To bolster China’s testing ability, authorities last week approved the use of self-administered antigen testing kits as a supplement to polymerase chain reaction tests. China said late on Tuesday that patients with mild symptoms will be quarantined at centralised facilities, revising an earlier requirement of moving them to hospitals, in response to concerns about medical resources. “The worst-case scenario for them is that Omicron will overload the Chinese health-care system, and the entire country is inundated with COVID cases,” said Huang Yanzhong, senior fellow for global health at the Council on Foreign Relations. In mainland China, the official death toll has been largely static since 2020, with only two fatalities reported in 2021 and none this year. The elderly in China are vulnerable to Omicron variants, so “a substantial number of cases and deaths would be expected,” said Kyoto University’s Nishiura.

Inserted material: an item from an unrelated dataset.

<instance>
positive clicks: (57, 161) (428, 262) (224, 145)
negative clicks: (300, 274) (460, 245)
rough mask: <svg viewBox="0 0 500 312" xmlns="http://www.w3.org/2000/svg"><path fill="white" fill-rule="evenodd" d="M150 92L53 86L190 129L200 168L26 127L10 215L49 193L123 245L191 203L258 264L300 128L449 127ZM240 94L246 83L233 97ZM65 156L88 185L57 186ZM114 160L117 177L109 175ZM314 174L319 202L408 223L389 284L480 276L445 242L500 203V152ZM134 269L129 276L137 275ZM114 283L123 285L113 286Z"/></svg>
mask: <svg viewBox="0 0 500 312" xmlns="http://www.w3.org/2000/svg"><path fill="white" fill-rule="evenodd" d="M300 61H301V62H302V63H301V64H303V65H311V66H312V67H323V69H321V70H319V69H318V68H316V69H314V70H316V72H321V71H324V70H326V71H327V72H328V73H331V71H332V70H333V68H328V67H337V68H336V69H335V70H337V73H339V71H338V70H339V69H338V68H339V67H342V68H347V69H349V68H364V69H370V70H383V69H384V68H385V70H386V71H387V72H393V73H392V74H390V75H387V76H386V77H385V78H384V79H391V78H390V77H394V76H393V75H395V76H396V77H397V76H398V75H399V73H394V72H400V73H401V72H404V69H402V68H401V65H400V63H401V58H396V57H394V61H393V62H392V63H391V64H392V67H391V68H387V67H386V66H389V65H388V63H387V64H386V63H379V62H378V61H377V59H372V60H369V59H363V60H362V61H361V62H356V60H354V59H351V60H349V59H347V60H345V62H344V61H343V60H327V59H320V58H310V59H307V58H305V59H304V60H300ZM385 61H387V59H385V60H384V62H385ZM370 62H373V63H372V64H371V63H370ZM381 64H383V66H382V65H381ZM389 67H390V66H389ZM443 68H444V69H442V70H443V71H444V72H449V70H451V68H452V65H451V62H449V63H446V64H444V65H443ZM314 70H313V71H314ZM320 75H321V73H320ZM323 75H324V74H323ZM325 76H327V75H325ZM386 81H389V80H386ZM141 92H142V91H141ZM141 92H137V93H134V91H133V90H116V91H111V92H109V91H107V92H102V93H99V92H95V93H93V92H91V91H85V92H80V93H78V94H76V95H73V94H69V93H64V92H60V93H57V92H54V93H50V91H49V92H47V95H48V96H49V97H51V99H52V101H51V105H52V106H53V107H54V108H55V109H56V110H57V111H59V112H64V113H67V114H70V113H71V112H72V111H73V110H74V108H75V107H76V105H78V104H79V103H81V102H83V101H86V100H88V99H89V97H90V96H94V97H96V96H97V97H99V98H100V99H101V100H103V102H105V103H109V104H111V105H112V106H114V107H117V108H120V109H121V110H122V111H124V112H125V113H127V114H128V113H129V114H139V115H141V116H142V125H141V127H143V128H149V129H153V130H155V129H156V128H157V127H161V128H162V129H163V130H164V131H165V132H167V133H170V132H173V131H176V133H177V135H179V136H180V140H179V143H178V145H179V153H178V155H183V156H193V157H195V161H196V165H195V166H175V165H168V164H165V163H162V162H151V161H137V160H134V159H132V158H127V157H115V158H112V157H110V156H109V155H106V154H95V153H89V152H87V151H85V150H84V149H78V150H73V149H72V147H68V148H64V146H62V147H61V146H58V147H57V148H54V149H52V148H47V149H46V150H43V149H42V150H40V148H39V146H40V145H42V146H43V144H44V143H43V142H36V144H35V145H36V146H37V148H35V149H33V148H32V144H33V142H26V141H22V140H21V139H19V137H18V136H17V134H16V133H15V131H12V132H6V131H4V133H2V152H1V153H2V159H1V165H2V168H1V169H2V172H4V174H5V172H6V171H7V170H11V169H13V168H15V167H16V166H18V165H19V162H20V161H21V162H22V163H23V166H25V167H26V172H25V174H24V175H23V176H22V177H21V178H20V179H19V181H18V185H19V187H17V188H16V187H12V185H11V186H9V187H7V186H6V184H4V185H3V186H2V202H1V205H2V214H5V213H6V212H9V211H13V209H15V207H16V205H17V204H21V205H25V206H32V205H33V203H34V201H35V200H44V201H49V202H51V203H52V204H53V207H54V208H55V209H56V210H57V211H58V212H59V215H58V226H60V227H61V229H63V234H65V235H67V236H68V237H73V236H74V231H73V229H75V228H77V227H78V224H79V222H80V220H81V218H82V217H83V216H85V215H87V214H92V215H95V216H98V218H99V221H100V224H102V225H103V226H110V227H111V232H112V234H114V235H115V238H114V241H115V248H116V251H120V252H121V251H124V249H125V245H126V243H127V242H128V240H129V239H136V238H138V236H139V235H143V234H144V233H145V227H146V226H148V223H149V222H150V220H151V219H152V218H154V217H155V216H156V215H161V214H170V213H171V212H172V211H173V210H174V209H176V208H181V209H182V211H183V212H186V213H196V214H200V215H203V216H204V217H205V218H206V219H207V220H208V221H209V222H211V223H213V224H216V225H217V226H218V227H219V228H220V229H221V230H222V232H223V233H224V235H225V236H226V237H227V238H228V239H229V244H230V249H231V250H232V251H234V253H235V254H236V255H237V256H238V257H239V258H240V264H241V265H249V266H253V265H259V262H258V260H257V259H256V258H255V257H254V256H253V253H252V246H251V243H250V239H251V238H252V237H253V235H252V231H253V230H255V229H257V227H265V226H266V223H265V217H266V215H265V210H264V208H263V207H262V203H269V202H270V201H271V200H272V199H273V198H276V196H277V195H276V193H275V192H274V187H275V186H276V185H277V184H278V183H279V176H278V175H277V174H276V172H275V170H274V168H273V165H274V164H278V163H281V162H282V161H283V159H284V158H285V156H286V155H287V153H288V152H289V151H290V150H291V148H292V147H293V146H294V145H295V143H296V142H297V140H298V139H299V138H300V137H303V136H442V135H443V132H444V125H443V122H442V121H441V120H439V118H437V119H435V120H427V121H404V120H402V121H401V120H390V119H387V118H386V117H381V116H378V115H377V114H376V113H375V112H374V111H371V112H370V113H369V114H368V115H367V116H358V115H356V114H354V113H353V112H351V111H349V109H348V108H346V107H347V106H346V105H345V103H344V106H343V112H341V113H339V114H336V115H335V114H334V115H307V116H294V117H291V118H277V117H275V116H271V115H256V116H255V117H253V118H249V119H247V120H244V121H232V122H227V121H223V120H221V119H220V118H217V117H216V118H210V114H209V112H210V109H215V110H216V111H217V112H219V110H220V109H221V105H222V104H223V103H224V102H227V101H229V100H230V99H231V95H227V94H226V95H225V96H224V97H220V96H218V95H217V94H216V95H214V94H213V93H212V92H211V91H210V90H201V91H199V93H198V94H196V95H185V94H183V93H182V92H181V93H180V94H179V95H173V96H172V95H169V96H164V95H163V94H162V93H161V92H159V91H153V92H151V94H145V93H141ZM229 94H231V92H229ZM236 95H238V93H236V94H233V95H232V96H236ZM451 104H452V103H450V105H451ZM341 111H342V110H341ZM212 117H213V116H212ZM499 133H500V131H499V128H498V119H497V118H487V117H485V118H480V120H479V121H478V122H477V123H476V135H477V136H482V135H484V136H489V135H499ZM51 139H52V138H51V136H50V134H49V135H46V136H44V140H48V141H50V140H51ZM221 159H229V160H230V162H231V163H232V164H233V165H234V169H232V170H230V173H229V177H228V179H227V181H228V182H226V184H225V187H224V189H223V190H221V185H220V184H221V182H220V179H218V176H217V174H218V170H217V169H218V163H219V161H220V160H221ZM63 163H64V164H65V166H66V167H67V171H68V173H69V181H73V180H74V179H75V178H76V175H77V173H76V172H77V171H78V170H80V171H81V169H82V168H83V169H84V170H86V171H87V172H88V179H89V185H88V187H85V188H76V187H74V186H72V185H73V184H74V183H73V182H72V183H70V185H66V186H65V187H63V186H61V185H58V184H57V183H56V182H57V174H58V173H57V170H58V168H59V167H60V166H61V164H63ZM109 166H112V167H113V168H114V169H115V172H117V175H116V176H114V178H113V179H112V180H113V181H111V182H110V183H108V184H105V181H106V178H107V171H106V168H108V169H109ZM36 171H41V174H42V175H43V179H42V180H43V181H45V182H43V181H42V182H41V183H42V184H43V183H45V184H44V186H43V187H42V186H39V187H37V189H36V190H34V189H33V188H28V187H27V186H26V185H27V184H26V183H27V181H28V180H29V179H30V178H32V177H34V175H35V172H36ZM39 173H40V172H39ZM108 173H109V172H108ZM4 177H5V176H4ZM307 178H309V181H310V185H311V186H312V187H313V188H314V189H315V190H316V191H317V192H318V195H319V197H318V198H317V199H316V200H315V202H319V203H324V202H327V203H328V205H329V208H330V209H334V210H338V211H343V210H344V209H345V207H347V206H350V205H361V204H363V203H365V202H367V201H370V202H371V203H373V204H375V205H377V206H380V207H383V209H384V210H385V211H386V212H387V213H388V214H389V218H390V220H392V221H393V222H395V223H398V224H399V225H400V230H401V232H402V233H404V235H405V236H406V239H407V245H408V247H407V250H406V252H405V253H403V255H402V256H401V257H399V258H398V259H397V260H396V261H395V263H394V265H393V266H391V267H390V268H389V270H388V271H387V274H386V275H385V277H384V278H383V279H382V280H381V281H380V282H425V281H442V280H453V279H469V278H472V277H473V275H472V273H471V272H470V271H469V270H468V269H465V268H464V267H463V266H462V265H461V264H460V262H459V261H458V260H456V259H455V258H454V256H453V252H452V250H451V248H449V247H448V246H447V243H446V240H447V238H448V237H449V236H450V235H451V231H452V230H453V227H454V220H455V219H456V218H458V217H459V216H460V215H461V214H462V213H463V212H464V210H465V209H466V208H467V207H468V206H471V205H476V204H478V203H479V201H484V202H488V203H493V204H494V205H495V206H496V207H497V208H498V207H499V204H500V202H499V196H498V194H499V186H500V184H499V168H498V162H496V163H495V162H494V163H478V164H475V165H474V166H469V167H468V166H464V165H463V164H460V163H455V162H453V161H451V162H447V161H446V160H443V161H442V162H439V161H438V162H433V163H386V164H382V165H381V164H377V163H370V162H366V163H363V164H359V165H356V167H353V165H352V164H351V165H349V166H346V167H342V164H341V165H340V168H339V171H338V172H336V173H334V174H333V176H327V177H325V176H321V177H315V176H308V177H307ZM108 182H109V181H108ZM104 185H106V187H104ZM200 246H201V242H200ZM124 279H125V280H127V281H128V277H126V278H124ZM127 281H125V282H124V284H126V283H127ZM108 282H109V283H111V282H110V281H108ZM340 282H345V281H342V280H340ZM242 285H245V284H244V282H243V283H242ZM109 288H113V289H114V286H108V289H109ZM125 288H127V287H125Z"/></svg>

There are signs some cities are taking a harder line. Shenzhen, home to about 17.6 million people, said on Monday only one member of a household could venture out every two to three days to stock up on necessities. “I think there is no way to stop Omicron now,” said Peter, 49, a Shenzhen resident and owner of a VR startup. “The only way is to maintain normalcy and welcome the virus. You see abroad, the coronavirus is like a cold. Many people have recovered and travelled everywhere. Why are we trapped here?”